The plain and simple translation of what Taylor was saying: If you cheat, you shouldn't be able to win these coveted awards.
So much for that. Belichick, the 2007 Coach of the Year, is the same man who received the largest individual fine in NFL history ($500,000) while getting his franchise fined a quarter-million dollars and losing their first-round draft pick. Just look at how much those fines are. And taking away a pick? That never happens.
The gravity of these punishments tell you just how detrimental the acts were. Stealing defensive signals compromises the integrity of the game. I think those penalties are much harsher than a four-game suspension for one player.

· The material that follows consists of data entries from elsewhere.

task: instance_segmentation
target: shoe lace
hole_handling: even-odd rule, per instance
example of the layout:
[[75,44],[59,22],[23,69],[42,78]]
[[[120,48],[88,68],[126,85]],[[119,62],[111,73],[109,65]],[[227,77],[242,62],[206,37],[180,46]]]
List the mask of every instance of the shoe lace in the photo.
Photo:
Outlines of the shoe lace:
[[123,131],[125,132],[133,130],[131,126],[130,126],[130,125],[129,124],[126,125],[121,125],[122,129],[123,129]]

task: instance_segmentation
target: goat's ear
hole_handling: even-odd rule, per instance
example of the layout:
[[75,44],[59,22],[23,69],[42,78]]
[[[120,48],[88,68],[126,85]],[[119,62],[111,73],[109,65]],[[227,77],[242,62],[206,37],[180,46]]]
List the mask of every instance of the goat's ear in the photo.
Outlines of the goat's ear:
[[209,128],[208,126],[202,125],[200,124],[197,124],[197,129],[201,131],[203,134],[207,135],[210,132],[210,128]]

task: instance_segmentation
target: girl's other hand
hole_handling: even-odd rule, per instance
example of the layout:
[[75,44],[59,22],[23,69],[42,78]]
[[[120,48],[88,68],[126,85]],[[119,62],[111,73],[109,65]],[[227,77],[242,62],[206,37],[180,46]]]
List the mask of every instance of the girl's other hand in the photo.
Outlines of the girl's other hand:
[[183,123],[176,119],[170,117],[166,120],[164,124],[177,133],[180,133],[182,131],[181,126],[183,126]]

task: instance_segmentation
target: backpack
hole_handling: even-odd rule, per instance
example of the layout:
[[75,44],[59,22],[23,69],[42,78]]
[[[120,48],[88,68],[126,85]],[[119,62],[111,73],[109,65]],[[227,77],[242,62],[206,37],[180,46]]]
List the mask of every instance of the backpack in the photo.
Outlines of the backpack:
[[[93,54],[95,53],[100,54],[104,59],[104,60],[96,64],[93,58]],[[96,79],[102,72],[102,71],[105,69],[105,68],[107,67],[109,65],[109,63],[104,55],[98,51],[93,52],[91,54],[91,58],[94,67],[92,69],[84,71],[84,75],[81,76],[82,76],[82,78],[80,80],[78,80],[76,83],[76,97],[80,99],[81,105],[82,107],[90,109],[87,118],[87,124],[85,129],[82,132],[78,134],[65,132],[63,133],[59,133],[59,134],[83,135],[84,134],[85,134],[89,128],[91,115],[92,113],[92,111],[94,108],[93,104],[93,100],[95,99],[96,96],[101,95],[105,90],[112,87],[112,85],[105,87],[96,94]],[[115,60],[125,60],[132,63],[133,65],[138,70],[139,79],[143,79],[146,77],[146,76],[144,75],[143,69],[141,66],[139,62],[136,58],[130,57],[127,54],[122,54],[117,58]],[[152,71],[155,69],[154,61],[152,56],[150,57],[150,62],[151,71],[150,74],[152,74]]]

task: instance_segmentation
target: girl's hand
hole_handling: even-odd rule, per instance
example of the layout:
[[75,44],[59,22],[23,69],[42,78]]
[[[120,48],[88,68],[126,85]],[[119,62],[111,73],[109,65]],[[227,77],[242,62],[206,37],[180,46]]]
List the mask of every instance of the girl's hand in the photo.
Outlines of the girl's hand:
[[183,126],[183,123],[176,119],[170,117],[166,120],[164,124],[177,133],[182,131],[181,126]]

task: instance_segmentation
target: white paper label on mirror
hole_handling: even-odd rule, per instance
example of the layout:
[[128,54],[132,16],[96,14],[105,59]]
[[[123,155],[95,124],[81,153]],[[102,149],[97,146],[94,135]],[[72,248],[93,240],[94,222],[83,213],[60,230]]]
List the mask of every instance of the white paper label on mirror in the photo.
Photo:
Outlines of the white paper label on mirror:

And it's not like there weren't other coaches who had success this season. Green Bay's Mike McCarthy. Cleveland's Romeo Crennell. Dallas's Wade Phillips. Heck, even Jack Del Rio in Jacksonville had a great year.
I realize that the Patriots did the unthinkable and ran the table for the perfect 16-0 regular season, but don't think that it isn't tainted by the Spygate scandal. And as a result, Belichick should not have won the COY award. By Belichick winning, it's the NFL that loses.